Transportation: Keep the Buses Rolling
Buses Are Often the Best Option
Dressing Room Restaurant
Downtown Westport Connecticut
They just don't get it, do they?
Once again a community -- in this case, Westport (Connecticut) -- is scrambling to try to save its bus service, operated by the Westport Transit District.
The town's Board of Finance voted to eliminate Westport's subsidy to the district. That vote could put the brakes on the town's buses for good.
Uphill Battle Initiated
So, a campaign is being waged to try to avoid impending disaster. Carole Donenfeld, chairman of the Representative Town Meeting's Transit Committee, has taken on the uphill battle, leading a campaign designed to forestall catastrophe by forming a group to work for restoration of the subsidy.
Public transportation -- in this case bus service -- can no longer be looked upon as a nuisance by a society choked by automobile pollution, strangled by highway construction and maintenance taxes, stymied by bewildering traffic jams, slaughtered by highway carnage and driven to poverty by escalating costs of automobiles, repairs, sales and income taxes, insurance, tolls, etc.
The reaction of Westporters and local merchants to the possible loss of the buses makes it clear that the buses represent more than just a minor contribution to the economy of the town. Employers rely on the service to carry their workers; people need the buses to get to the railroad station, shopping centers and recreational areas.
Parking Problem Studied
Meanwhile, the Planning and Zoning Department is studying the town's decade-long parking problem. A deficit of hundreds of parking spaces would not be surprising.

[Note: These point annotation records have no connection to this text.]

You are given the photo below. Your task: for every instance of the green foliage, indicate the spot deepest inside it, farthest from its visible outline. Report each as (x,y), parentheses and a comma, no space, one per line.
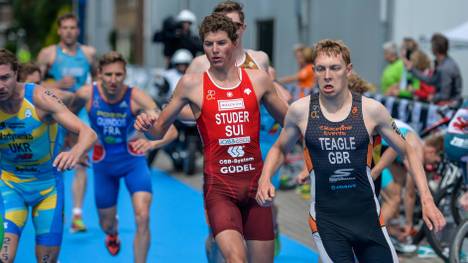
(38,19)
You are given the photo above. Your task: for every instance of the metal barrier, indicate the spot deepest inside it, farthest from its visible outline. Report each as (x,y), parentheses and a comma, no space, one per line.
(418,115)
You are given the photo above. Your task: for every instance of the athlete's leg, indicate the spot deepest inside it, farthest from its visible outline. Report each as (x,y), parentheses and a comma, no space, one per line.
(225,219)
(261,251)
(138,182)
(213,253)
(141,206)
(108,220)
(78,189)
(375,247)
(106,190)
(258,231)
(409,202)
(10,245)
(232,246)
(48,224)
(46,254)
(14,218)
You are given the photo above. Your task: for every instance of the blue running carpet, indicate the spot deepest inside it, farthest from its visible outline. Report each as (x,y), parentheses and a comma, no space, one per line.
(178,228)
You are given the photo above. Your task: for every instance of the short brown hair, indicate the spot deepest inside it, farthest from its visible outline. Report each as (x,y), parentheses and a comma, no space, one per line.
(331,47)
(410,44)
(8,58)
(420,60)
(228,7)
(27,69)
(439,44)
(66,17)
(110,58)
(218,22)
(359,85)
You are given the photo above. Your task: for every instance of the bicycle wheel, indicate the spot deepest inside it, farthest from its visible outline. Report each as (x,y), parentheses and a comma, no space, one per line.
(459,214)
(442,240)
(459,246)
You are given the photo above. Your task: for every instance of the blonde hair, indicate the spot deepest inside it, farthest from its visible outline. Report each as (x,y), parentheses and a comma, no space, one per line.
(359,85)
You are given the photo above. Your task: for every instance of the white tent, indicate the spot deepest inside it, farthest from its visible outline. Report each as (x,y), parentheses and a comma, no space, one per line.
(458,35)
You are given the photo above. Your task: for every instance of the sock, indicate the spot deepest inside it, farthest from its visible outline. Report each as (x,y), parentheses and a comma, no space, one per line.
(76,211)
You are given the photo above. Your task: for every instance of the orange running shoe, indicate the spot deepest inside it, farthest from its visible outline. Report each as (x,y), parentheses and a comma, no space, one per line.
(113,244)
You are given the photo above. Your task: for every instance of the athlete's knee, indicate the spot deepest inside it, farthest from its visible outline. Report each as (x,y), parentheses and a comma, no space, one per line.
(47,255)
(108,224)
(235,257)
(142,219)
(7,254)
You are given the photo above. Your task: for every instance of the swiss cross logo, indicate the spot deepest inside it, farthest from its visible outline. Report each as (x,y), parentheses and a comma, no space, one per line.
(236,151)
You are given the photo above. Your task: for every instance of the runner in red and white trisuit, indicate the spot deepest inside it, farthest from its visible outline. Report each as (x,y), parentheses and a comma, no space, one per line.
(225,101)
(229,124)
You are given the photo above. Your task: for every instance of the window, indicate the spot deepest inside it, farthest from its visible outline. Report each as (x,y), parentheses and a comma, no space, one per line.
(265,37)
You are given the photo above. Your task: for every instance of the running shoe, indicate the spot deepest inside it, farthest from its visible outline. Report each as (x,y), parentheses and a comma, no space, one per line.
(113,244)
(77,224)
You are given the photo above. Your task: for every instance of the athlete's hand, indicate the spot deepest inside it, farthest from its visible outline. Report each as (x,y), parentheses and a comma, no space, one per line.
(265,192)
(140,146)
(67,82)
(145,120)
(66,160)
(432,216)
(84,160)
(303,176)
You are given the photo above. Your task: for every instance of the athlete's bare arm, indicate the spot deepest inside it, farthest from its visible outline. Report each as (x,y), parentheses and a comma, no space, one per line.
(45,58)
(260,57)
(66,96)
(199,64)
(264,88)
(142,102)
(52,106)
(82,96)
(386,159)
(378,119)
(295,124)
(90,53)
(187,92)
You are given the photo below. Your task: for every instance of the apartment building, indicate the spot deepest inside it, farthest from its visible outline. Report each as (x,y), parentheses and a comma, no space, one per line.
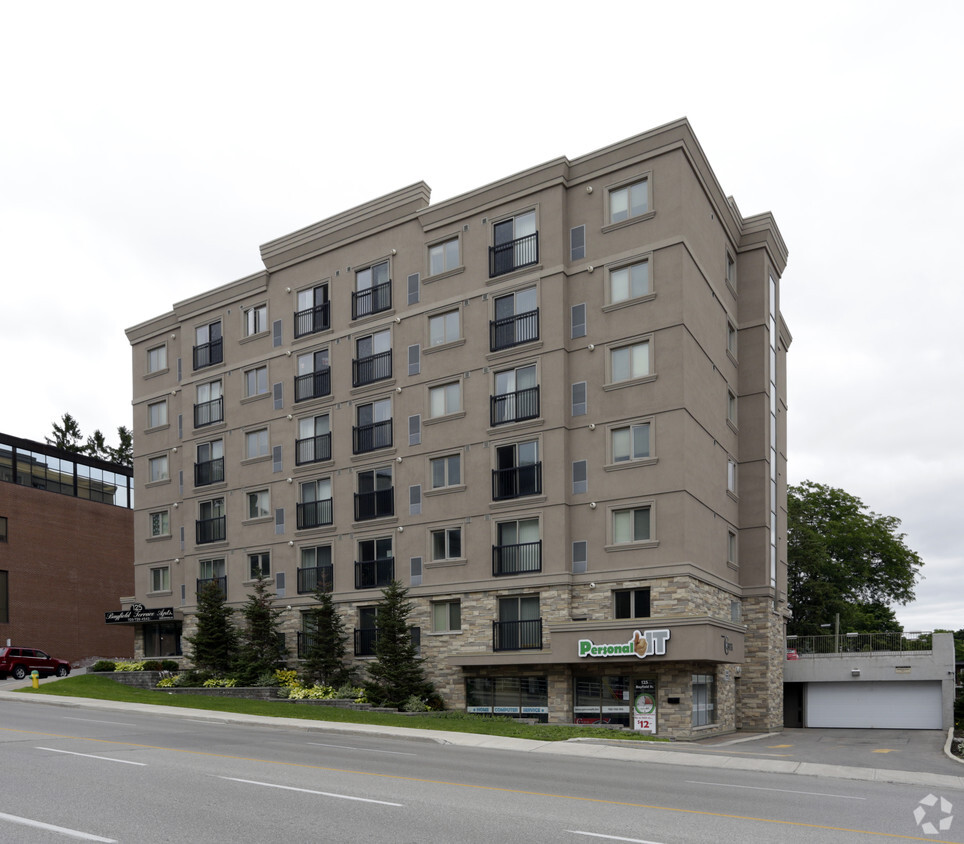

Wouldn't the elimination of the bus routes simply exacerbate an already difficult parking problem? How many of the bus riders would have to buy a car, if they can, to wend their way through the heavy traffic to try to find a parking space?
Kudos to Town Officials
Town officials deserve kudos for refraining from the tired old demands for raising fares, cutting routes, skimping on buses and routes, and cutting drivers' pay.
Local bus routes cannot be sustained by small communities by the fare box, or by frugal appropriations to pay for salaries and other expenses. Even under the best of circumstances characterized by routes covering every corner of the town and crowded buses running on schedules that leave little to complain about, public transportation may require heavy subsidies.
But officials must recognize that public transportation is a community responsibility -- and a community asset -- that requires everyone to contribute his two cents (and maybe more.)
Cutbacks Not the Way to Go
The way to improve public transportation is not to cut back, but rather to improve services, increase routes, lower fares, entice more people to leave their cars in the garage, sell them or take them to the junkyard.
The more people ride the buses the more demand exists for better routes and better services -- and the less they'll have to worry about driving, parking and pollution.
Without significant federal, state and private contributions toward the financial operation of the buses, it's not easy to come up with the necessary funds. But not having the buses has a cost, too -- a human, as well as a financial, one.
And, with the buses operational, the town and its residents are in a better position to demand federal and state financial aid.
It is to be hoped that someday the federal and state governments will pick up the entire tab for public transportation through general revenues. Then everyone who wants to take the bus (or trolley, monorail, train, people-mover, etc.) can do so -- while saving money and the environment, too!
This column was written as an "Editor's Notebook" for The Hour newspaper of Norwalk, Conn., on April 13, 1993.